Now that we have this equation, we can solve any problem related to outcomes of a coin toss. For example, we could calculate the probability of flipping exactly 12 heads in 24 coin tosses:

\[ B(12,24,\frac{1}{2}) = \binom{24}{12} \times (\frac{1}{2})^{12} \times (1-\frac{1}{2})^{24-12} = 0.1611803 \]


Listing 4.2: Calculate the probability of flipping exactly 12 heads in 24 coin tosses

choose(24,12) * (1 / 2)^(12) * (1 - 1/2)^(24 - 12)
#> [1] 0.1611803

The calculation in Listing 4.2 is only valid for our concrete example.

For example, we can plug in all the possible values for k in 10 coin tosses into our PMF and visualize what the binomial distribution looks like for all possible values.

Figure 4.1: Binomial Distribution for 10 Coin Flips

Bar graph showing the probability of getting k in 10 coin flips

See my Figure 4.4 as a replication of Figure 4.1.

We can also look at the same distribution for the probability of getting a 6 when rolling a six-sided die 10 times, as shown in Figure 4.2.

Figure 4.2: Binomial Distribution for 10 Coin Flips

Bar graph showing the probability of getting a 6 when rolling a six-sided die 10 times

Again I replicated Figure 4.2 with my Figure 4.6.
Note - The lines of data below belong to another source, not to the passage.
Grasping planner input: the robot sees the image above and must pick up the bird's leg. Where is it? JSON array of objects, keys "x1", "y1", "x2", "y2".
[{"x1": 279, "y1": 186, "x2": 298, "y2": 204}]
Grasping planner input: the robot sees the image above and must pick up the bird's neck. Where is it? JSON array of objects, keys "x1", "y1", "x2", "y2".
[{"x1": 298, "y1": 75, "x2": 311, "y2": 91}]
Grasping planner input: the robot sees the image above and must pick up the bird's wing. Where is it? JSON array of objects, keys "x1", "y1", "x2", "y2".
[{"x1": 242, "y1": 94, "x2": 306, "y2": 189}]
Bottom line of the discussion in this section: A probability distribution is a way of generalizing an entire class of problems.

4.4 Example: Gacha Games

There is only one new content in this section: Instead of computing the probability of one event we are going to calculate the possibility of drawing at least one specific card from a pile of infinite numbers of cards where we know the probability of this card we are interested. The aim is to have a p of at last 50% with 100 trials and a probability of 0.720% for the card we are interested.

At first let us compute the probability for getting exactly one card we are interested with 100 draws form the pile. We know the probability to draw the featured card is 0.720%.
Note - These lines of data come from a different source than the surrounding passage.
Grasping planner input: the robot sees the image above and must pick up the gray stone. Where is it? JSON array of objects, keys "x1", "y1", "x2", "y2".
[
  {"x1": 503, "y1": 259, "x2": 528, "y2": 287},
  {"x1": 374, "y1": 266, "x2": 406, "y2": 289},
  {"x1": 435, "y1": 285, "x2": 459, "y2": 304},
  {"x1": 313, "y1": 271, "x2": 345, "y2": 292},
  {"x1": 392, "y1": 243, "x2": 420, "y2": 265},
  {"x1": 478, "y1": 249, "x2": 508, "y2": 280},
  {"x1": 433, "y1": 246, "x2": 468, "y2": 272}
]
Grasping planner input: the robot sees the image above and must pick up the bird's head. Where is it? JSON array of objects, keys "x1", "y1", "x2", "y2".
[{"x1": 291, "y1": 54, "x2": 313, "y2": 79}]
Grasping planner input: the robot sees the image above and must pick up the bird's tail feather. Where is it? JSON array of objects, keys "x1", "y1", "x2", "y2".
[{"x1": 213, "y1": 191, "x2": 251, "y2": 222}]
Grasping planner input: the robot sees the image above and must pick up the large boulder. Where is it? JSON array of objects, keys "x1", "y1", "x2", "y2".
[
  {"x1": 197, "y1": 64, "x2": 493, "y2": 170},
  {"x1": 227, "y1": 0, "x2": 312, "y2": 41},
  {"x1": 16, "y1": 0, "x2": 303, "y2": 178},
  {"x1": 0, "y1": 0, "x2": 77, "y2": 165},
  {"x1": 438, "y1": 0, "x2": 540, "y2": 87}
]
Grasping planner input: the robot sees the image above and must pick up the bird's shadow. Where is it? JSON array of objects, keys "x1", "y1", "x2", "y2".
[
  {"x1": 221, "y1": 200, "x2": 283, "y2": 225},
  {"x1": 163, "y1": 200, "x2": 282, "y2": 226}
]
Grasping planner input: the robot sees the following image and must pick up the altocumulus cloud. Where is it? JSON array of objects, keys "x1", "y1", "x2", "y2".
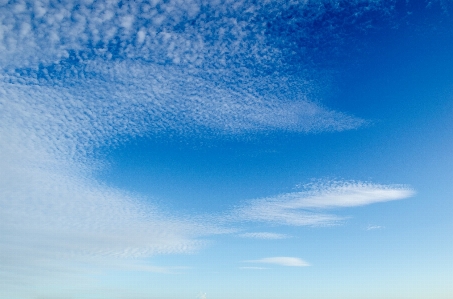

\[\binom{100}{1} \times 0.00720^{1} \times (1- 0.00720)^{100-1}\]

Listing 4.3: Draw exact one card that has p = 0.720%

dbinom(1, 100, 0.00720)
#> [1] 0.352085

And now let’s compute the probability for at least one card we are interested.

In R, we can use the Binomial Cumulative Distribution Function pbinom() to automatically sum up all the values of the card we are interested in our PMF.

Figure 4.3: How the pbinom() function works

Explaining the structure of the pbinom() function

The pbinom() function takes three required arguments and an optional fourth called lower.tail (which defaults to TRUE). When the fourth argument is TRUE, the first argument sums up all of the probabilities less than or equal to our argument. When lower.tail is set to FALSE, it sums up the probabilities strictly greater than the first argument. By setting the first argument to \(0\), we are looking at the probability of getting one or more the cards we are interested. We set lower.tail to FALSE because that means we want values greater than the first argument (by default, we get values less than the first argument).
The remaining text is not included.